Many religious communities have already made significant contributions towards this new vision of progress, from the efforts of Interfaith Power and Light in the United States to “green” congregations, to the efforts of Buddhist monks to protect forests by “ordaining” trees, to the work of the World Council of Churches in helping island nations adapt to climate change.

[I wonder if the book mentions the Islamic injunction against investing in any company promoting alcohol or the Hindu belief that God’s presence is felt through Nature, otherwise known as “the environment”.]

But more can be done, the book argues. “People of faith need to take seriously the power of their own teachings and acknowledge their value in the realization of a better world,” asserts Gardner. “Religious leaders and communities of faith need to bring their social voice to the public square on these issues,” he says.

Commenting on the book, the Rev. Sally Bingham, Executive Director, Regeneration Project/Interfaith Power and Light was quoted as saying, “Finally, someone has pulled together a comprehensive book on the influence of religion on cultural change. Inspiring Progress is just that—an informative accounting of the diverse ways that faith communities will lead and inspire a more sustainable lifestyle.”

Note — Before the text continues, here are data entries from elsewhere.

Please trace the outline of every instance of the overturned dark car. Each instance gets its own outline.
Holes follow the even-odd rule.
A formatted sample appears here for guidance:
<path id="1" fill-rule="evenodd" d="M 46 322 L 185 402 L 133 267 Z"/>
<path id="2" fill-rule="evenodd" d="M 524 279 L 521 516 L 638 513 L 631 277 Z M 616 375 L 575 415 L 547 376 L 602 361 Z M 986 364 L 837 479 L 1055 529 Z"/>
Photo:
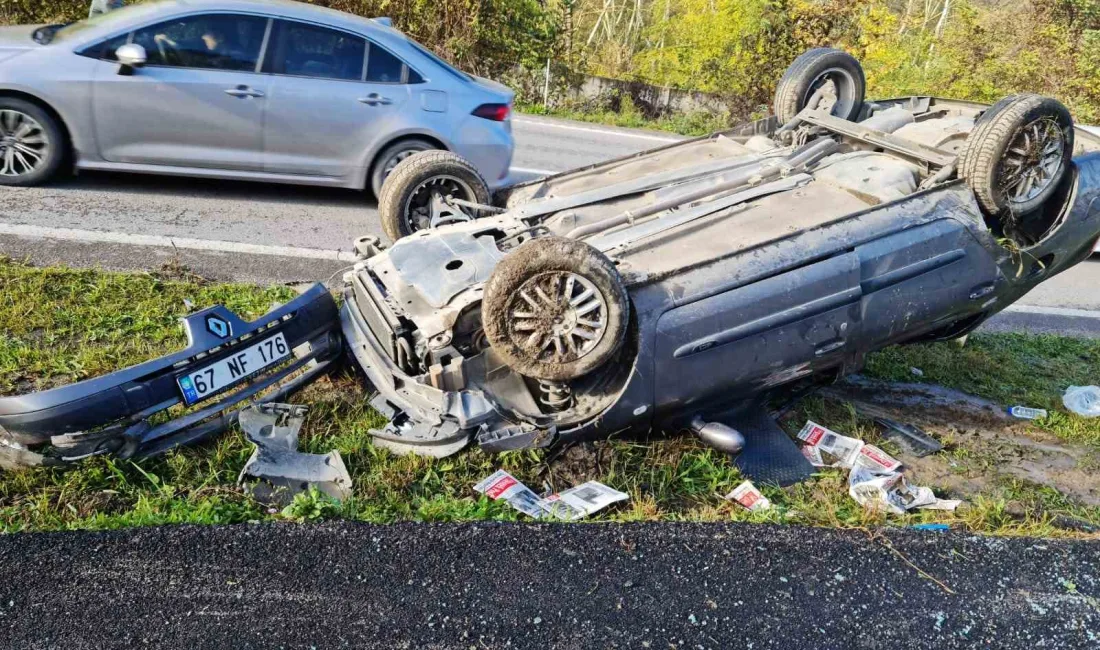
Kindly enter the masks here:
<path id="1" fill-rule="evenodd" d="M 855 371 L 884 346 L 965 335 L 1100 237 L 1100 138 L 1057 101 L 863 94 L 858 62 L 811 50 L 781 80 L 773 117 L 491 204 L 460 158 L 417 154 L 381 196 L 396 243 L 356 242 L 338 325 L 314 293 L 273 325 L 234 321 L 246 338 L 204 335 L 214 350 L 193 346 L 150 372 L 0 399 L 0 426 L 23 451 L 75 436 L 94 443 L 83 454 L 152 453 L 165 438 L 201 438 L 215 412 L 224 423 L 235 404 L 264 399 L 250 386 L 277 386 L 266 370 L 210 369 L 286 330 L 283 365 L 271 366 L 286 376 L 333 363 L 342 338 L 390 420 L 372 433 L 397 452 L 690 428 L 744 446 L 754 478 L 797 480 L 808 465 L 772 435 L 762 400 Z M 232 320 L 204 312 L 191 328 L 209 334 L 210 315 Z M 196 380 L 209 390 L 197 394 Z M 93 384 L 94 400 L 81 388 Z M 199 409 L 187 427 L 142 424 L 180 402 Z"/>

The book discusses what one chapter calls “The Paradox of Progress in the 20th Century,” then discusses the contributions of various religions as “Tools for Course Correction” and then elaborates on ways to “re-root progress” by putting nature ahead of economies.

It refers to nature as “Sacred Ground” and devotes a number of chapters to climate change, the consumption challenge before calling for “mindful investments” and a “New Vision: Toward an Ethics of Progress.”

Upon reading through the book review, two questions came to mind: How would any of that be different from what His Majesty the King has been saying for several years in his self-sufficiency economy concept?

And, does it not prove true, belatedly as always, the dictum of that loincloth-clad Indian independence movement leader Mahatma Gandhi that “there is enough in this world for everyone’s need but not for everyone’s greed.”

One of the great lifestyle revolutions taking place today is that the West is becoming increasingly enamoured of the ways of the East – as embodied in the sudden interest in yoga, meditation, ayurveda and the various “holistic” medical treatments designed to alleviate the stress-laden consequences of pursuing “progress.”

But that is being accompanied by what the book calls a “paradox” as we in the East – where many of the holistic treatments originated — are becoming increasingly enamoured by the ways of the West.

As “they” seek to become more like “us”, “we” are becoming more like “them.”

Which raises the question: Will “we” then land up facing the same kind of problems “they” face today? If so, should “we” be learning from our own “alternative” and “preventive” therapies that “they” are avidly pursuing today?

Perhaps what we need to do is to market His Majesty’s self-sufficiency economy theories in the hallowed financial, banking and economic forums of the world with the same thrust and vigour as McDonald’s, Coke and Pizza Hut are marketed in this part of the world.

Many coffee drinkers would agree that our own homegrown Doi Tung coffee is far superior in taste and aroma than Nescafe. The only difference is that Doi Tung does not have Nescafe’s marketing muscle.

Books like “Inspiring Progress” are symptomatic of a far broader restructuring and re-engineering revolution under way in the West. They are learning the hard way. Our problem is that like rats after the famed Pied Piper, we are being led in the same direction – and will probably suffer the same fate.